But hey, HDMI is supported by the 9400M, so where is it on the new Mac Mini? Apple is probably playing games with us, holding it back for some future HDMI “upgrade”.

So where's the HDMI port?

However, Apple did go with the higher performance DDR3 1066 memory capabilities offered by the 9400M chipset, as opposed to slower speed DDR2 800. (The older Mini used 667Mhz DDR2 parts.) Because DDR3 system memory is tightly integrated with the GPU, if you double RAM from 1GB to 2GB, you also double graphics memory, which goes from 128MB to 256MB.

The 9400M also supports Nvidia’s CUDA processor that accelerates applications, games, and can transcode videos in real-time. But the big CUDA news is that it is a general purpose parallel computing architecture that leverages the parallel compute engine in Nvidia’s GPUs to solve many complex computational problems in a fraction of the time required on a regular CPU. It includes the CUDA Instruction Set Architecture (ISA) and the parallel compute engine in the GPU.

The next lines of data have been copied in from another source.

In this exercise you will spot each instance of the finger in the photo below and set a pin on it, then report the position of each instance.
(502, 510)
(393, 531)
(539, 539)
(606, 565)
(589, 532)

To program the CUDA architecture, developers can currently use C, one of the most widely used high-level programming languages, which can then be run at great performance on a CUDA enabled processor. Other languages will be supported in the future according to Nvidia, including FORTRAN and C++.

Bottom line, many types of compute hungry, parallel processing applications can see as much as a 35x speed up by using CUDA.  Rumbles in the jungle also suggest that Apple may be incorporating the CUDA architecture directly into one of its upcoming MacOS X iterations.